Habla en tonos temerosos en el tornado, susurra amor y modestia en la simple flor, hace que la armonía divina se una en la combinación del hombre, muestra la Sabiduría Divina en la Ley Perfecta de Su Ser, evoca sentimientos de sublimidad al contemplar los cielos, intercalados con miríadas de estrellas brillantes, todas controladas por un poder invisible, que es Dios.
¿Y cuál es este poder? ¿O qué es Dios?
Su poder ejerce el poderoso Universo de los Mundos, agrupados a su alrededor, como Centro de Atracción, que obedecen los dictados de Su voluntad con una sumisión de perfecta confianza; se mueven en sus órbitas con la armonía de una disposición perfecta, obedeciendo los dictados de Su voz.
Él llama a la Naturaleza para que reciba la suya en casa.
En inteligencia, Él abunda en esa riqueza, expansión del pensamiento y eterealización de la sustancia, que no podemos sondear, porque incluye la eternidad, donde todo conocimiento se perfecciona.
¿Qué es Dios? ¿Dónde está Dios?
Dios está en todas partes. Dios es. ¿Qué es Él? Dios es. ¿Qué quieres decir? Dios es, Dios es. En palabras del Cristo, Dios es Espíritu. Un Espíritu no tiene carne ni huesos, como veis que yo tengo. No habéis visto Su forma ni oído Su voz. Nadie ha visto al Padre en ningún momento. El Hijo unigénito que está en el seno del Padre, le ha visto. Di al pueblo: El YO SOY me ha enviado a vosotros.
¿Por qué preguntas por mi nombre, si está oculto?

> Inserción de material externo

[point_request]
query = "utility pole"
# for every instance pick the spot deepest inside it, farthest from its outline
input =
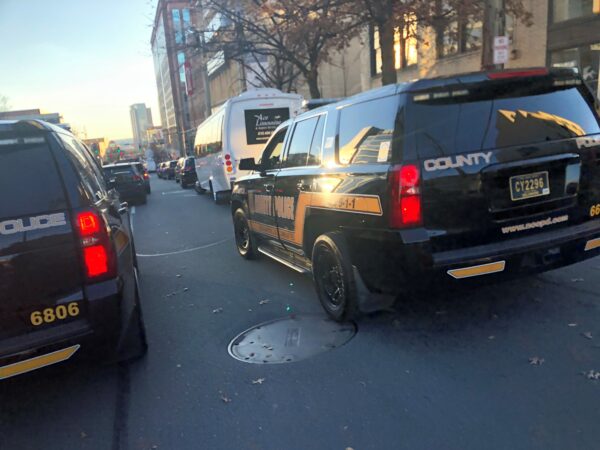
(205, 78)
(494, 24)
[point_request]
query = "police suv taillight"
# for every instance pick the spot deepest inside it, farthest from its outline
(99, 258)
(405, 196)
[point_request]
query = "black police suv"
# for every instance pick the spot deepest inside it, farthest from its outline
(68, 279)
(128, 180)
(169, 172)
(481, 176)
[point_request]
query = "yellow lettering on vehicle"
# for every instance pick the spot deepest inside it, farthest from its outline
(50, 315)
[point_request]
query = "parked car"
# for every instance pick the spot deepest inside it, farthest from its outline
(169, 172)
(239, 129)
(144, 171)
(68, 278)
(187, 172)
(482, 176)
(127, 180)
(150, 165)
(178, 169)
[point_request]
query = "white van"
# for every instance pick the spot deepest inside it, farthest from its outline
(238, 129)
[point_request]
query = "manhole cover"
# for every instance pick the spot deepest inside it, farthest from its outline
(290, 339)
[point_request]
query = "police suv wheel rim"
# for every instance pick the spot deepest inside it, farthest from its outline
(331, 278)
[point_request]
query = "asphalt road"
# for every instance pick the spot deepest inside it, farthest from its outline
(447, 371)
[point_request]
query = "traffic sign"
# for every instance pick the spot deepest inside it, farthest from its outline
(501, 49)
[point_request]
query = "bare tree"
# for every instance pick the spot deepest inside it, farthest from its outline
(295, 36)
(452, 17)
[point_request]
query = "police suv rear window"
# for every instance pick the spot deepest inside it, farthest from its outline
(29, 180)
(366, 131)
(473, 121)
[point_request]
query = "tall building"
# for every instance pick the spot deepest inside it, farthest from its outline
(563, 33)
(177, 67)
(141, 120)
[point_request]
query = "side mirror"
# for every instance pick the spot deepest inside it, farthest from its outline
(248, 164)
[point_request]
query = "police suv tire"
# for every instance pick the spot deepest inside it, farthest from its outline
(244, 239)
(332, 273)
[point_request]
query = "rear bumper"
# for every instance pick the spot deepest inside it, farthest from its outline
(97, 333)
(189, 177)
(133, 193)
(391, 264)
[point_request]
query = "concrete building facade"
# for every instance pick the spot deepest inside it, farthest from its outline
(178, 65)
(141, 120)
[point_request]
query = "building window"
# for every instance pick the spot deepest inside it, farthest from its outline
(177, 28)
(585, 60)
(462, 36)
(572, 9)
(181, 64)
(185, 14)
(405, 46)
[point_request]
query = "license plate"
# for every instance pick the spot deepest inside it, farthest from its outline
(527, 186)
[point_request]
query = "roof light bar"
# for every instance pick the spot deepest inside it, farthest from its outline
(518, 73)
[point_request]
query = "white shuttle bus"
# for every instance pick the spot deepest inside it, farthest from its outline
(238, 129)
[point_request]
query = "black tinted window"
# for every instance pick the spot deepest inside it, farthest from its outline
(297, 154)
(29, 181)
(90, 180)
(366, 131)
(272, 153)
(460, 127)
(314, 157)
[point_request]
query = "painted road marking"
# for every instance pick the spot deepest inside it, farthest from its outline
(187, 250)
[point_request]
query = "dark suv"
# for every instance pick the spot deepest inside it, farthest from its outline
(128, 180)
(477, 176)
(186, 172)
(68, 280)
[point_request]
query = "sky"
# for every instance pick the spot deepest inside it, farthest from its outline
(88, 60)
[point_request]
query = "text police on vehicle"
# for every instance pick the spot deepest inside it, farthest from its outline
(478, 175)
(68, 276)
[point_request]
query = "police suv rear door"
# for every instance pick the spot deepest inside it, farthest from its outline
(504, 155)
(296, 179)
(39, 260)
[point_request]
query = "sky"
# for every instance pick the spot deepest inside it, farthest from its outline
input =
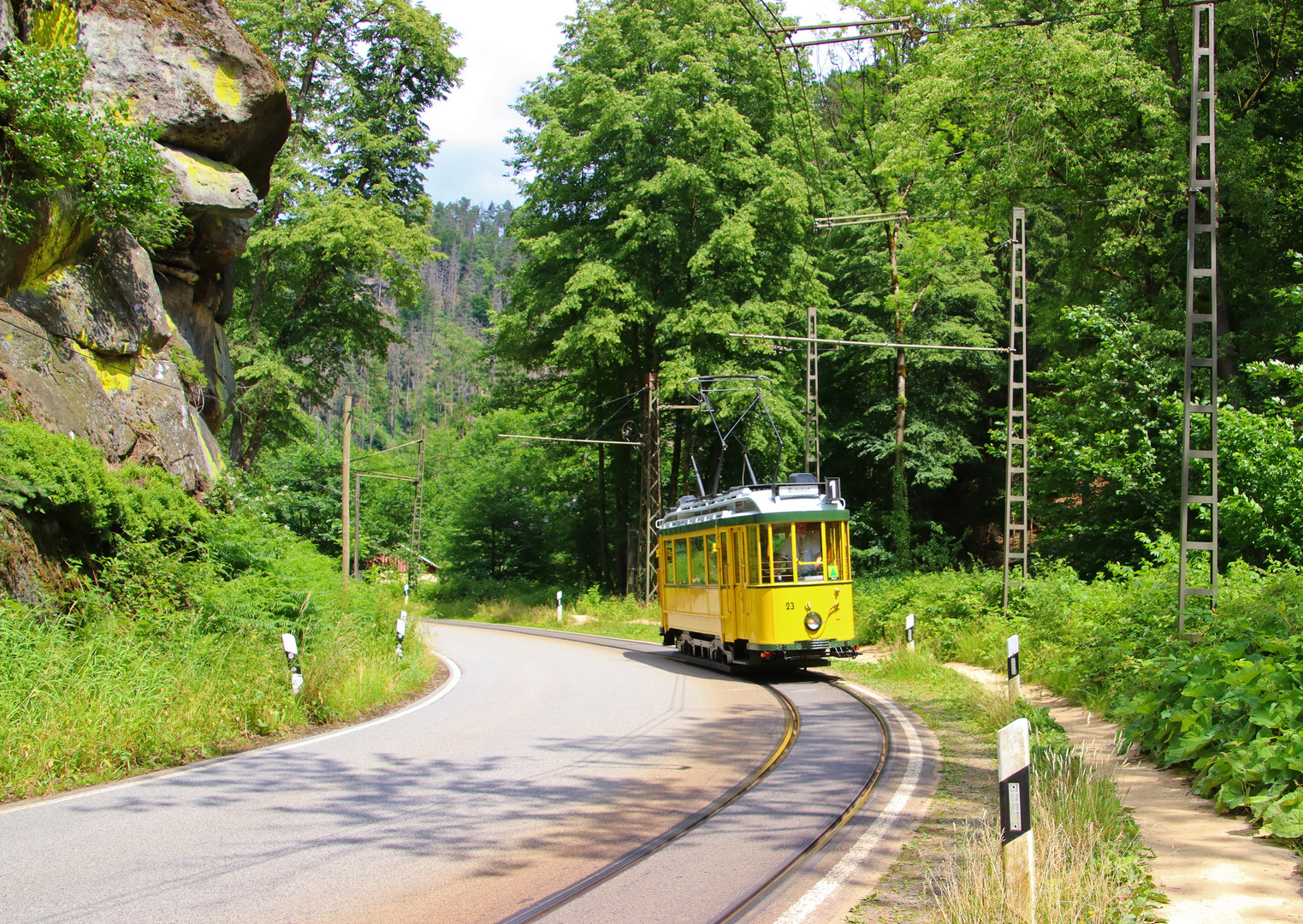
(507, 44)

¿Qué es Dios? Si llamo a Dios Padre, lo limito hasta el punto de dar a entender que no es mi hermano; si lo llamo Señor, doy a entender que no es mi igual, mi compañero, mi amigo. Por tanto, todas las definiciones son limitadas y hasta cierto punto engañosas, aunque debemos valernos de algunos términos.
La más verdadera es la dada a través de Moisés: yo SOY. Es decir, soy Todo Ser, Todo Ser soy yo mismo, sin embargo, incluso esto parece excluirlo de los fenómenos.
Sí, aquí hay Uno, y Sólo Uno en el Universo, Uno en quien todo ser, toda fuerza, todos los fenómenos están unidos—fuera de este Uno no hay otro, no hay vida que no sea Dios, no hay muerte que no sea Dios, nada, ningún espíritu—
Todo es Uno, Uno; el poder mismo del que hablamos es Dios, el Absoluto, el Ilimitado, el Infinito.